Ölümün evrimsel olarak “işlevsel” hale gelmesi ise özellikle popülasyon ve tür düzeyinde değerlendirildiğinde anlam kazanır. August Weismann, 19. yüzyılın sonlarında ölümün tür için faydalı olabileceğini öne sürmüş ve bireylerin ölmesinin yeni nesiller için alan ve kaynak açtığını savunmuştur. Günümüzde grup seçilimi tartışmalı olmakla birlikte, Weismann’ın görüşleri modern evrimsel demografi çalışmalarında dolaylı biçimde yeniden ele alınmaktadır (Stearns, 1992).

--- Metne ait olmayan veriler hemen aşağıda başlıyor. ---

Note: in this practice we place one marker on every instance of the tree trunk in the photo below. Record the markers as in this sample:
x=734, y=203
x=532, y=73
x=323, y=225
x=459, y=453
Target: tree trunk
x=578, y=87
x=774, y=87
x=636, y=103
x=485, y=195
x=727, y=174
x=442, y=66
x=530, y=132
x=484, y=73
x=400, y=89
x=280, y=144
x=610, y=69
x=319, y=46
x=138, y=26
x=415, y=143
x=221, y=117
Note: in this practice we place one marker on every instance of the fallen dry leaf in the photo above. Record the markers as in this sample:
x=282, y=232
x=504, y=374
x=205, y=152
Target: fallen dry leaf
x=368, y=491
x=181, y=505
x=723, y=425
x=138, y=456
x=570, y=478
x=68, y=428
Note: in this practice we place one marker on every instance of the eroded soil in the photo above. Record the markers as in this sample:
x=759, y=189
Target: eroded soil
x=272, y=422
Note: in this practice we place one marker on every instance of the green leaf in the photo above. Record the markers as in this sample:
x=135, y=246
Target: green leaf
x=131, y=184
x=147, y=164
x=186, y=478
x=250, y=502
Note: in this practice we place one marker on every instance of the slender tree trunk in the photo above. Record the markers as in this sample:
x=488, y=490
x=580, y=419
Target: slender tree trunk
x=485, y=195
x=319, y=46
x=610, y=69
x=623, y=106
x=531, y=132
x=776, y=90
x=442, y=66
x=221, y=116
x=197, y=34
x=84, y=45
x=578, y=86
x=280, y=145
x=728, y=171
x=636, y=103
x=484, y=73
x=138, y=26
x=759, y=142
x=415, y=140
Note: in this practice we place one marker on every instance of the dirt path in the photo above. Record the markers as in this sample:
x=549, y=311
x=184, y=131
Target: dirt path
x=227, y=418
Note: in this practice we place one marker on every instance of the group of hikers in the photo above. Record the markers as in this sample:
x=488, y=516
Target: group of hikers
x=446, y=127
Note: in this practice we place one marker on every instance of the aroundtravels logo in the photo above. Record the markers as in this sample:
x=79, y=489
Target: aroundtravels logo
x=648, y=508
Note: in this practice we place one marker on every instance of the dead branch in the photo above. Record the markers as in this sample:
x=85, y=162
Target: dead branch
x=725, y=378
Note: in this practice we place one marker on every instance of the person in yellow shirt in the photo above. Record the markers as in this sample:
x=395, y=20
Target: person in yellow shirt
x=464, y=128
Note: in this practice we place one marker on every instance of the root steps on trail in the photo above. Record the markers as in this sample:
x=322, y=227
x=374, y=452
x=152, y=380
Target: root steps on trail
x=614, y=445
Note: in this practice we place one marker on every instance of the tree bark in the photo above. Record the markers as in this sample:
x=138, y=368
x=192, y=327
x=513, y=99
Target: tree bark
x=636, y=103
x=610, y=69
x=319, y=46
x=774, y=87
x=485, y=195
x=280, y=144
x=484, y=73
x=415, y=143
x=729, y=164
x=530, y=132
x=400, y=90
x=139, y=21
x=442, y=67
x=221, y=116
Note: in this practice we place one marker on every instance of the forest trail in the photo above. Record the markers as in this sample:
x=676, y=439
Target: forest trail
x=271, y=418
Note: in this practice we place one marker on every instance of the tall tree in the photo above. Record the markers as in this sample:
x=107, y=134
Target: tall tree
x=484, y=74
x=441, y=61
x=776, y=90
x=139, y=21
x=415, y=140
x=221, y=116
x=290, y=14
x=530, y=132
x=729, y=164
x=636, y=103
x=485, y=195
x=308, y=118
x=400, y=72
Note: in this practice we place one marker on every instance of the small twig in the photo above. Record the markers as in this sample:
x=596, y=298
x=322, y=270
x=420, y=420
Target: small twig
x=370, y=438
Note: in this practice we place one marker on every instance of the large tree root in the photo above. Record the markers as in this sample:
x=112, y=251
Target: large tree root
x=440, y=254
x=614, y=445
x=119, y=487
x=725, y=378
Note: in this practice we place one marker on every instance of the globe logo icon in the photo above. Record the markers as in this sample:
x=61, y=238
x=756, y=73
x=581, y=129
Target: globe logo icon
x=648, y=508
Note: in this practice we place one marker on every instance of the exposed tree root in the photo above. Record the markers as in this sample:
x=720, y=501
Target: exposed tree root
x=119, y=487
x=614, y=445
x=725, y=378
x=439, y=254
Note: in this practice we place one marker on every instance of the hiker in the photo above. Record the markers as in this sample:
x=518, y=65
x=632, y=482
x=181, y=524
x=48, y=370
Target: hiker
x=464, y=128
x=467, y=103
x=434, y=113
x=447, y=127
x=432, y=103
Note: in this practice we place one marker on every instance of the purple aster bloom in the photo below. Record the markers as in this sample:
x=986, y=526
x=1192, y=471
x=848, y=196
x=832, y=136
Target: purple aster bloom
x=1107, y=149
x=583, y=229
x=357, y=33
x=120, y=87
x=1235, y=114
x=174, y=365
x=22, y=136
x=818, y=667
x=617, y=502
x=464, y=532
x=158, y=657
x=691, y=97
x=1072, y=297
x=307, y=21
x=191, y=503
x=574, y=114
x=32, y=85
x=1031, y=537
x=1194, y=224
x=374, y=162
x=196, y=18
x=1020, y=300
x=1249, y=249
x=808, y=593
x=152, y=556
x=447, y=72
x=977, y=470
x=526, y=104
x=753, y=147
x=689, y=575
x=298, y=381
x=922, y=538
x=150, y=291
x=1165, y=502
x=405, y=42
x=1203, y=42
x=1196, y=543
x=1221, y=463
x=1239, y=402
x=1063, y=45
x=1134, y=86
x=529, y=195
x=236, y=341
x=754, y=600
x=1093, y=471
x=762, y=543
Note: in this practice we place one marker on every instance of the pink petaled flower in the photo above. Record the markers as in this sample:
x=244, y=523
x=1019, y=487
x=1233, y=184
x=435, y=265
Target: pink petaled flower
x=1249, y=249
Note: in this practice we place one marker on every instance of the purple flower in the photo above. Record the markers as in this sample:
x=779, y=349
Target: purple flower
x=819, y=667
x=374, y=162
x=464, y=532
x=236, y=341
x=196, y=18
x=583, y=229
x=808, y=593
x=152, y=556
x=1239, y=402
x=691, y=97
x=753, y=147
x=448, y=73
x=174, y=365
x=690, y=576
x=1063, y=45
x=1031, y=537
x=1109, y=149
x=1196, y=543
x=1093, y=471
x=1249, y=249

Modern biyogerontoloji çalışmaları, ölümün genetik olarak programlanmış bir “amaç” olmadığını, fakat organizmanın bakım-onarım sistemlerinin zamanla bozulmasının kaçınılmaz bir sonucu olduğunu göstermektedir. DNA hasarı, telomer kısalması, protein birikimleri ve hücresel senesens gibi süreçler, doğal seçilimin geç yaşlardaki etkisizliği nedeniyle birikmektedir (López-Otín et al., 2013). Bu durum ölümün, evrimsel süreçte aktif olarak seçilmekten ziyade, seçilimin sınırları içinde şekillendiğini gösterir.
López-Otín ve arkadaşları bu durumu şu şekilde özetler:“Yaşlanma, tek bir mekanizmanın sonucu değil; evrimsel olarak korunmuş birçok biyolojik sürecin zamanla bozulmasının birleşik etkisidir.”(López-Otín et al., 2013)
Sonuç olarak, ölüm biyolojik evrimde doğrudan seçilmiş bir hedef değildir; ancak çok hücreliliğin, üremenin ve enerji sınırlamalarının evrimleşmesiyle birlikte kaçınılmaz bir sonuç olarak ortaya çıkmıştır. Evrim, ölümsüz organizmalar değil; çevreye uyum sağlayan, yeterince uzun süre hayatta kalıp genlerini aktarabilen organizmalar üretir. Bu nedenle ölüm, evrimin bir “hatası” değil, yaşamın evrimsel mimarisinin doğal bir parçasıdır.